V iven en un país que está lejos de aquí. Lejos de la ciudad, entre nubes de color. Son pequeños, muy alegres y de color azul. Son, efectivamente, los pitufos. Y esta es, faltaría más, la canción de toda la vida. La de los años 80, vaya. Aquella musiquilla que, con la siempre inestimable ayuda de la memoria selectiva, podría haber adquirido ya la categoría de clásico. Así pues, toca mirar, una vez más, hacia el pasado. Hacia ese refugio en el que todo parece ser mejor. La nostalgia tiene ese efecto distorsionador, sí.

Aunque de lo que se trata en esta tercera entrega (reciente) cinematográfica de los pitufos, es de no deformar, en nada, el recuerdo que se pueda tener de aquellos simpáticos seres diminutos, de aquel bosque con casitas en forma de seta, de aquel malvado brujo, de aquel su esbirro felino torpón... El director Kelly Asbury, curtido en mil batallas dentro de los exigentes terrenos del cine de animación (su nombre aparece en títulos clave tanto de la Disney como de DreamWorks), realiza con esta película un auténtico acto de resurrección.
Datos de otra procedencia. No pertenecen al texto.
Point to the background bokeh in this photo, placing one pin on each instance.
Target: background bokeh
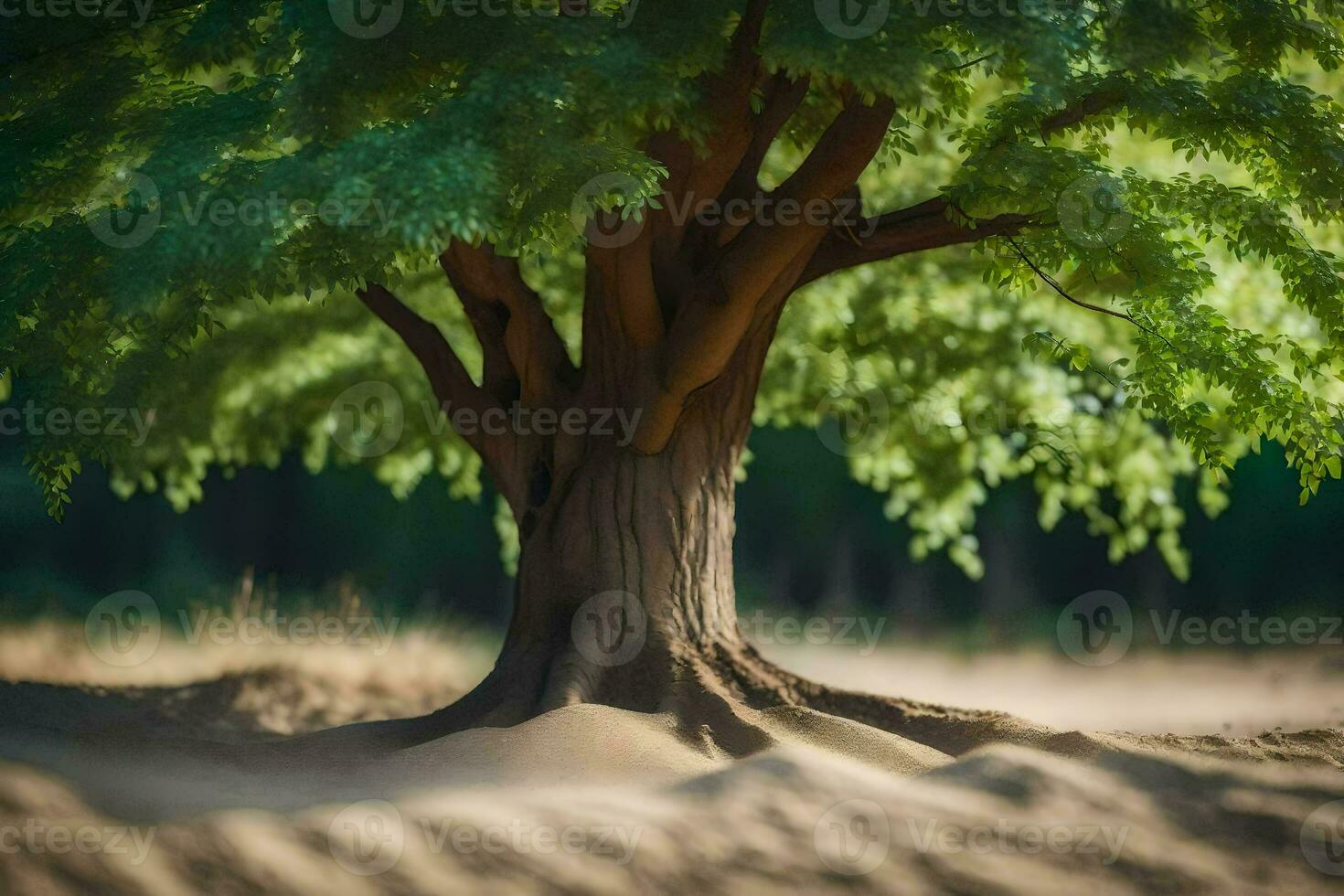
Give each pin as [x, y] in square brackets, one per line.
[808, 538]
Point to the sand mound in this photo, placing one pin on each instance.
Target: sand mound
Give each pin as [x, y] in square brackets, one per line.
[593, 799]
[795, 818]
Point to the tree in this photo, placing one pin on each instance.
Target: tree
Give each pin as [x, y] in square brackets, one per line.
[946, 225]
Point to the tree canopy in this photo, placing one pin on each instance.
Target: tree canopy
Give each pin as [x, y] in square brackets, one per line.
[1094, 246]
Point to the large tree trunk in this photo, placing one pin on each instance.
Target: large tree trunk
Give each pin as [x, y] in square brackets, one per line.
[625, 598]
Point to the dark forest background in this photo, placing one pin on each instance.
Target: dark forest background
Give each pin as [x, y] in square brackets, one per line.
[808, 538]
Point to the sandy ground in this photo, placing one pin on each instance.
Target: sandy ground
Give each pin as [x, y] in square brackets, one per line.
[592, 799]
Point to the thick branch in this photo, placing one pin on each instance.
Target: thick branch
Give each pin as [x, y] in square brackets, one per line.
[783, 98]
[700, 176]
[901, 232]
[452, 386]
[709, 328]
[1075, 113]
[508, 318]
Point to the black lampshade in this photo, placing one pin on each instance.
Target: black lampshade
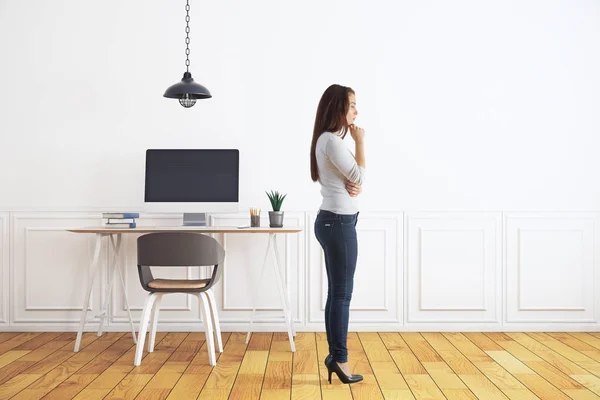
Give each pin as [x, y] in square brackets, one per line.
[187, 89]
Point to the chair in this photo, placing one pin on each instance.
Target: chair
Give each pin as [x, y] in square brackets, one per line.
[178, 249]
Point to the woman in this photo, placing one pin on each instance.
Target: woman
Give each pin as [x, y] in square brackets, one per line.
[341, 175]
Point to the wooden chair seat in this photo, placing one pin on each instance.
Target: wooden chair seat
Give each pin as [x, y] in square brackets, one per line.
[179, 284]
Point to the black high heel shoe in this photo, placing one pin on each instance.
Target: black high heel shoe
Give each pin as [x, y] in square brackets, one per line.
[332, 366]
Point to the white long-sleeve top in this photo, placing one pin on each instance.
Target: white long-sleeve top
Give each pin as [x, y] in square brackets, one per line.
[337, 164]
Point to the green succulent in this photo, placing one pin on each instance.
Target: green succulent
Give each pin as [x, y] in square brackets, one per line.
[276, 199]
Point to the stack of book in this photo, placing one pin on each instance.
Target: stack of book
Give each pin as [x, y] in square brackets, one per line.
[120, 220]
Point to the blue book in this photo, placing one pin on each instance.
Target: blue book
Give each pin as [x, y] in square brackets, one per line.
[120, 215]
[127, 225]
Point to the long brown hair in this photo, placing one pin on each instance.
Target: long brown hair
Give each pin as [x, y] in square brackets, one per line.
[331, 117]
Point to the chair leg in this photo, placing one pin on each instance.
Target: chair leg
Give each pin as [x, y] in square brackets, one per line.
[206, 318]
[155, 311]
[215, 317]
[144, 328]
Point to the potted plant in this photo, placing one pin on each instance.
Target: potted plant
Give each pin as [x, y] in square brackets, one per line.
[276, 216]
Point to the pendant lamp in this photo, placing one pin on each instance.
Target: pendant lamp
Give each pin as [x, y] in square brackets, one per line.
[187, 91]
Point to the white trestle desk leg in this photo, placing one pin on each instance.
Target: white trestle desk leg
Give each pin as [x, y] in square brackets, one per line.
[287, 293]
[117, 249]
[111, 281]
[256, 290]
[88, 292]
[281, 288]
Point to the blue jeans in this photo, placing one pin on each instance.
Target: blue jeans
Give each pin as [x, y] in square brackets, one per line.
[337, 235]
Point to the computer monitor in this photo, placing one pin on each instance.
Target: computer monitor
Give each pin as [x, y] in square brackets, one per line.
[192, 181]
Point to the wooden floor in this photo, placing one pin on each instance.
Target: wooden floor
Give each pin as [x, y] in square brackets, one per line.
[455, 366]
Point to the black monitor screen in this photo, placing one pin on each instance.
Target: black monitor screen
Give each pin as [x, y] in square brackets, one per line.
[204, 176]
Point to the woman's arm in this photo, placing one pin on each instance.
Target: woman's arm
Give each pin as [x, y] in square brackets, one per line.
[343, 160]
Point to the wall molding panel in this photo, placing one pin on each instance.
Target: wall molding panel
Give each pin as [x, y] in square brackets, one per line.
[416, 271]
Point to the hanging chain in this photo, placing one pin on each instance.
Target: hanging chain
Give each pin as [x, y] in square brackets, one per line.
[187, 36]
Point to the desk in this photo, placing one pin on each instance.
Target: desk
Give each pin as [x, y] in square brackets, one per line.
[114, 238]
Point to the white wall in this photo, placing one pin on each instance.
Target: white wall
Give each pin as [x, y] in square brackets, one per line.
[469, 106]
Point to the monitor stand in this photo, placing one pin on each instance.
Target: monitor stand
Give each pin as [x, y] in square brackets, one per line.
[195, 219]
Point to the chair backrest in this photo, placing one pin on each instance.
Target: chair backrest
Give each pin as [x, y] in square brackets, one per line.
[178, 249]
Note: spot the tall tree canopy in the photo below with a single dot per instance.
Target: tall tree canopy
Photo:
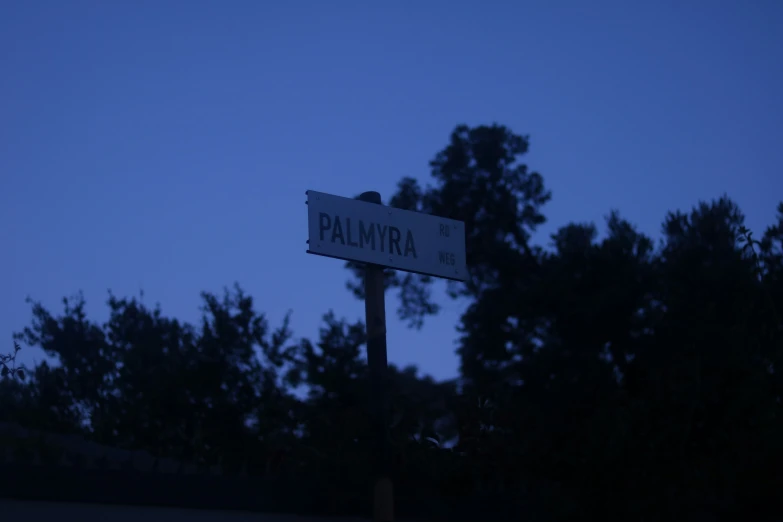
(612, 377)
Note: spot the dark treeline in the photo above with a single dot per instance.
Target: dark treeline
(614, 378)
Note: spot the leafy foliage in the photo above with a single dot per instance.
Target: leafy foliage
(600, 378)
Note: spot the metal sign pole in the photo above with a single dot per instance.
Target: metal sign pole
(375, 320)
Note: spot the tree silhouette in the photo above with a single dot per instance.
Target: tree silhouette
(611, 378)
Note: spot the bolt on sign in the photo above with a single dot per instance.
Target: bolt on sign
(355, 230)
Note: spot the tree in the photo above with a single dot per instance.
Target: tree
(602, 376)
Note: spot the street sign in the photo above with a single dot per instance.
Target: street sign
(356, 230)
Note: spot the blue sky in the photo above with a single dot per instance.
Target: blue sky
(167, 146)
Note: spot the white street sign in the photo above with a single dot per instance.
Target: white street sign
(356, 230)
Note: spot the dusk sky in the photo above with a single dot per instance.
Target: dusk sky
(167, 145)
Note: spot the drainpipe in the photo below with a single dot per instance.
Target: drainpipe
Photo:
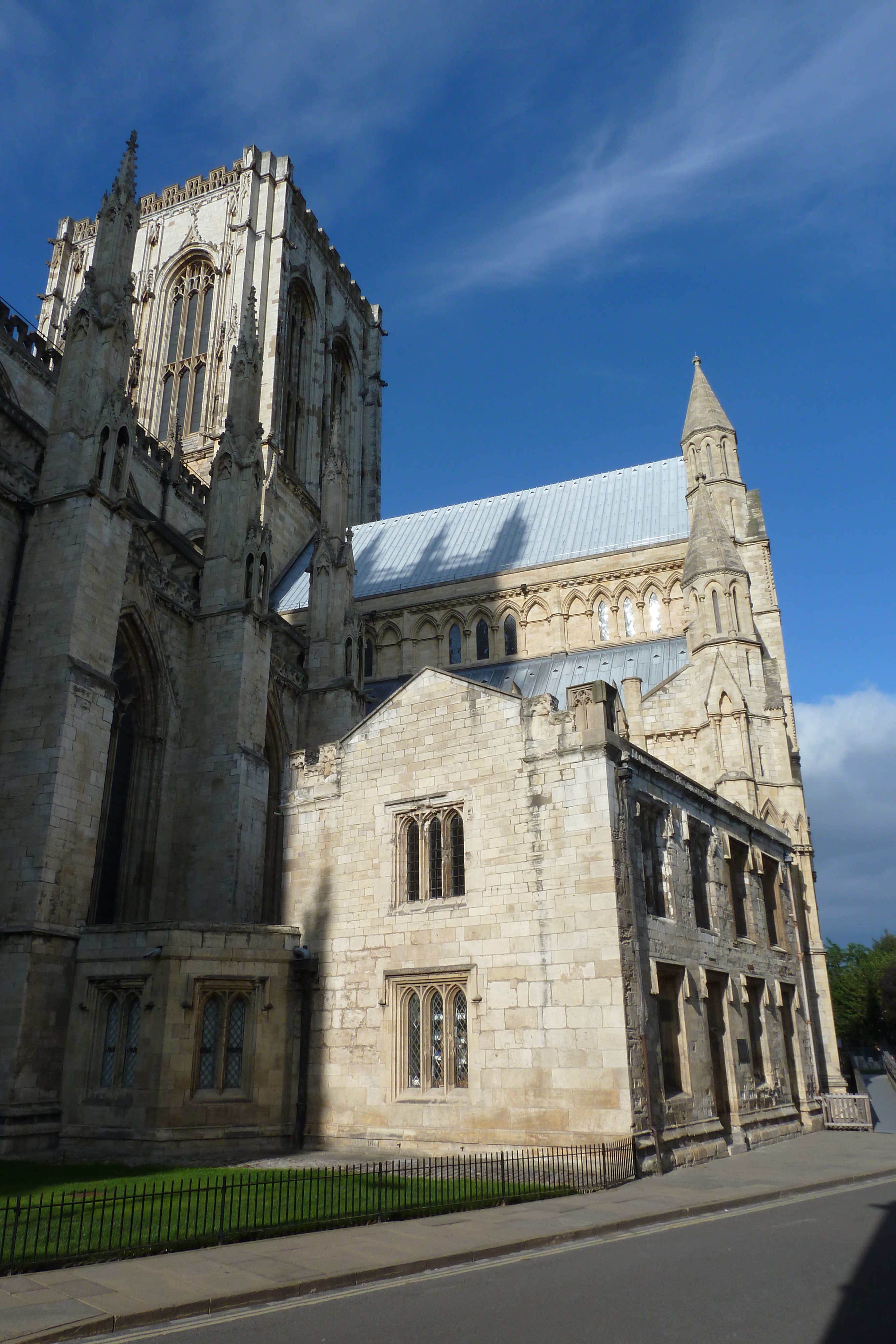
(26, 510)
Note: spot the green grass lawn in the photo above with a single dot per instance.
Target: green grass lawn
(33, 1178)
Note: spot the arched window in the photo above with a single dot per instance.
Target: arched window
(131, 1042)
(436, 858)
(461, 1061)
(437, 1040)
(656, 619)
(187, 350)
(207, 1044)
(414, 1041)
(413, 861)
(111, 1044)
(456, 833)
(234, 1046)
(481, 639)
(717, 612)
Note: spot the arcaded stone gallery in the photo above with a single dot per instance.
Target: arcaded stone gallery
(471, 829)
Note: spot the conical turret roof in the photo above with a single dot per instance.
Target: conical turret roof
(705, 411)
(710, 549)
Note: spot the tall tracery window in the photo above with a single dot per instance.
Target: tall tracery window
(183, 381)
(433, 1045)
(120, 1018)
(221, 1041)
(656, 614)
(481, 639)
(433, 847)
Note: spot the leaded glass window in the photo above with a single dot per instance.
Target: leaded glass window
(481, 639)
(234, 1052)
(187, 351)
(131, 1042)
(461, 1064)
(209, 1042)
(414, 1041)
(111, 1042)
(457, 855)
(436, 859)
(656, 619)
(437, 1040)
(413, 853)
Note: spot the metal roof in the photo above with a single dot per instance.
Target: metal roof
(593, 515)
(653, 662)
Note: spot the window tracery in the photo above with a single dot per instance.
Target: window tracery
(187, 350)
(433, 1044)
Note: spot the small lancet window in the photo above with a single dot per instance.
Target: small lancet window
(414, 1041)
(413, 855)
(481, 639)
(656, 619)
(457, 857)
(436, 859)
(234, 1048)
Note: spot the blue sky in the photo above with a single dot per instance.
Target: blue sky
(557, 205)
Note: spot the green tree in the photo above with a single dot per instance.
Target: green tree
(855, 974)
Así, esa “aldea escondida” de la que habla el título, se convierte en una especie de burbuja perfecta para la cual el tiempo no parece haber causado estrago alguno. Más allá de la conversión del pincel a la tecnología digital (mera operación de cirugía estética), todos los demás elementos se preservan como si hubieran estado criogenizados. Son las mismas aventuras, amenazas, y personajes de siempre. No para ir a buscar el bunker de antaño, sino para demostrar que hay determinadas fórmulas que si se emplean bien, no pierden jamás su efectividad. La de Peyo, el padre fundador, a fe que todavía rinde a las mil maravillas. Lo sabe Asbury, quien tirando de paleta de colores llamativos, de narración trepidante y de comicidad a prueba de cualquier edad, firma un entretenimiento infantil (pero para toda la familia) intachable.